2. The application according to claim 1, characterized in that, The human sperm function assessment product is used to assess the fertilization capacity of human sperm or to screen for high-quality sperm in assisted reproduction.
3. The application according to claim 1, characterized in that, The relative content of the LYPD4 protein is positively correlated with the hyperactivation rate of human sperm.
4. The application of a sperm protein marker LYPD4 in regulating human sperm function, characterized in that, The LYPD4 is used to positively regulate at least one of the following sperm functions: (1) Sperm motility and forward movement ability; (2) Sperm hyperactivation; (3) Sperm's ability to penetrate mucus; (4) Sperm capacitation.
5. The application according to claim 4, characterized in that, The application is to promote sperm hyperactivation, improve sperm penetration ability through mucus, or enhance sperm capacitation level.
6. The application of a sperm function modulator targeting LYPD4 in drug preparation, characterized in that, The drug is used to improve sperm function or increase the success rate of assisted reproduction.
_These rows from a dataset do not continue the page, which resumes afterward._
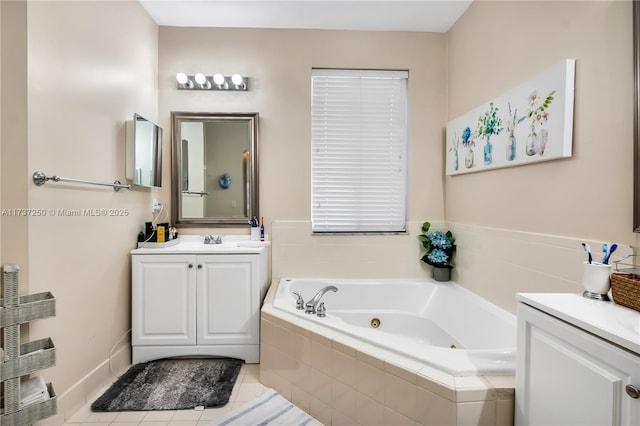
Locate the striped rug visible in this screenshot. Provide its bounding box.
[207,389,322,426]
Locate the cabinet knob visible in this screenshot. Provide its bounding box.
[624,385,640,399]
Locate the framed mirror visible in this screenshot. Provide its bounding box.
[171,112,259,227]
[633,0,640,232]
[126,114,162,188]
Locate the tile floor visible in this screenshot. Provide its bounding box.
[65,364,267,426]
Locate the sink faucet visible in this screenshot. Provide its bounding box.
[204,235,222,244]
[304,285,338,314]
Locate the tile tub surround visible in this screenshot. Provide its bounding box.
[260,282,515,426]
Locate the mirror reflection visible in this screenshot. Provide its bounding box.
[126,114,162,188]
[172,112,258,226]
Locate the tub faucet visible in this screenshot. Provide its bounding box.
[304,285,338,314]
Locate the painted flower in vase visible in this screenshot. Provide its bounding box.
[449,132,460,171]
[419,222,456,281]
[525,90,556,156]
[506,102,527,161]
[476,102,502,164]
[462,127,476,169]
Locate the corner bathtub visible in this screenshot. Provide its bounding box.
[260,279,516,426]
[273,279,516,376]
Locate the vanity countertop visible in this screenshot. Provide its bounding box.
[516,293,640,355]
[131,235,271,254]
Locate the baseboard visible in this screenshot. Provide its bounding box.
[36,344,131,426]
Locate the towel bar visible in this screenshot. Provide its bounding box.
[33,171,131,192]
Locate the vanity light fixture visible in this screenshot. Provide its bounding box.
[176,72,193,89]
[193,72,211,90]
[176,72,249,91]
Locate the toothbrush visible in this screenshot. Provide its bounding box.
[582,243,593,263]
[602,243,618,263]
[600,243,610,264]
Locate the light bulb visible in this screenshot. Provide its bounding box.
[231,74,242,86]
[213,73,224,86]
[194,72,207,85]
[176,72,189,84]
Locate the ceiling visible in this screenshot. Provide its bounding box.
[140,0,472,32]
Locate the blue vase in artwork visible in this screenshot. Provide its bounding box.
[484,137,493,164]
[507,133,516,161]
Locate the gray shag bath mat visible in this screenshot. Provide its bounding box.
[91,358,243,411]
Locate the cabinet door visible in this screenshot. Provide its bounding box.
[197,254,260,345]
[131,255,196,346]
[515,303,640,426]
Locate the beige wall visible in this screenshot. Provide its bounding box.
[444,1,637,310]
[159,27,446,236]
[445,1,634,243]
[159,27,446,280]
[2,2,158,420]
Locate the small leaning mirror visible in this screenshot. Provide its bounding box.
[171,112,259,226]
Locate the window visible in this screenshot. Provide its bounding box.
[311,69,408,233]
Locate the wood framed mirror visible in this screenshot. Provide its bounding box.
[171,112,259,227]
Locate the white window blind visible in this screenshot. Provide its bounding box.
[311,69,408,233]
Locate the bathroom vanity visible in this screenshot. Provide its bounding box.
[515,293,640,426]
[131,236,269,364]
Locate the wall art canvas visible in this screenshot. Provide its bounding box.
[446,59,575,175]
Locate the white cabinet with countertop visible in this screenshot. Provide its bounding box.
[515,293,640,426]
[131,238,269,364]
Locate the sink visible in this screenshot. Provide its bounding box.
[132,235,271,254]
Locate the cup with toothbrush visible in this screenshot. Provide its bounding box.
[582,243,618,301]
[249,217,260,241]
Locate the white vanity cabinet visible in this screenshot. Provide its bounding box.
[515,294,640,426]
[131,241,268,364]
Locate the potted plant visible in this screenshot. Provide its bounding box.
[419,222,456,281]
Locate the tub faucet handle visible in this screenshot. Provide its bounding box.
[293,291,304,310]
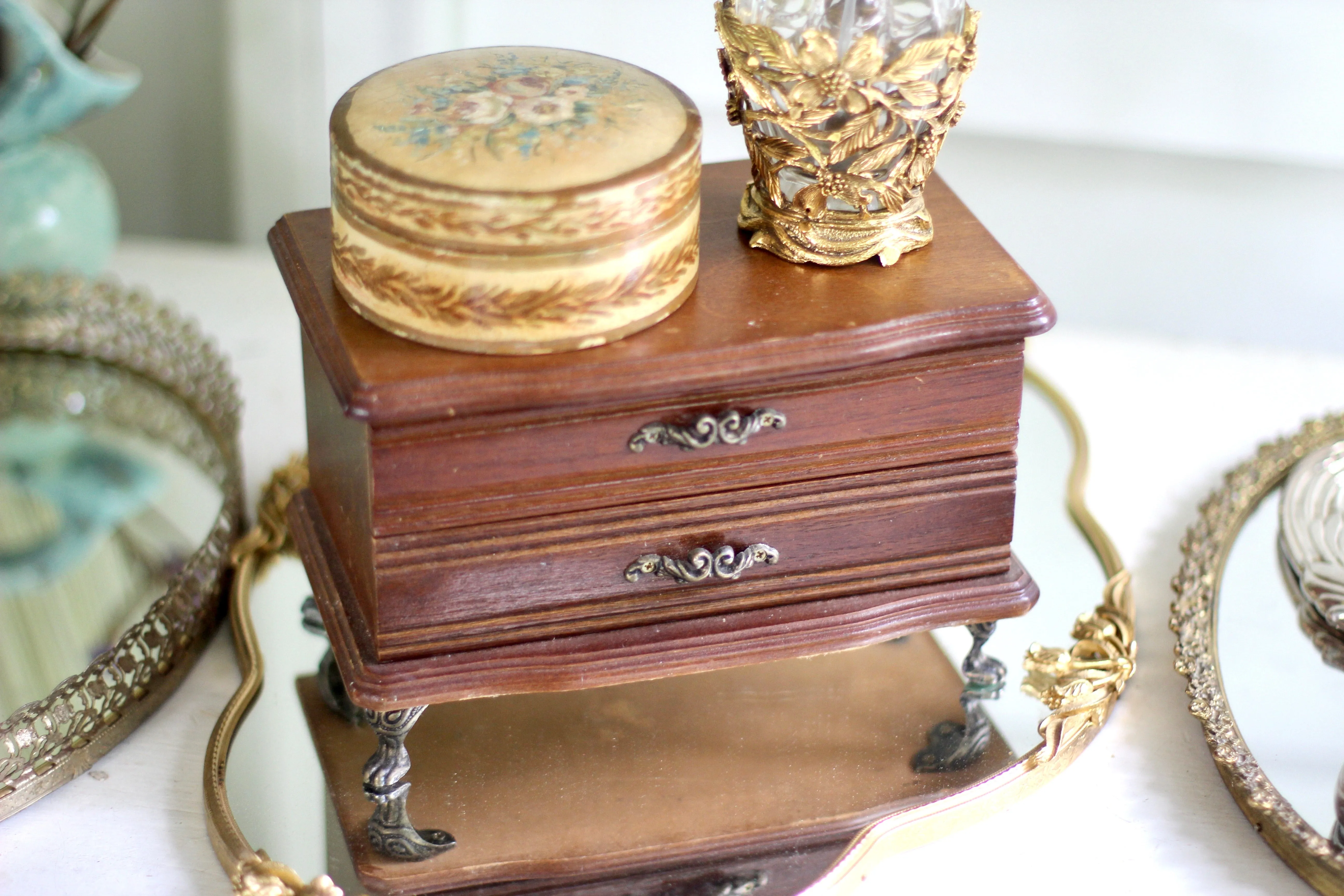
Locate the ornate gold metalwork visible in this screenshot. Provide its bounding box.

7. The application according to claim 6, characterized in that, The sperm function regulator is a reagent that can upregulate LYPD4 expression or enhance LYPD4 function.
8. A human sperm superactivation capacity detection kit, characterized in that, Containing an antibody that specifically recognizes the LYPD4 protein, the kit is used to assess the level of sperm hyperactivation by detecting the relative content of LYPD4 protein in sperm.
9. The reagent kit according to claim 8, characterized in that, The kit is used for sperm screening or sperm quality evaluation in assisted reproduction.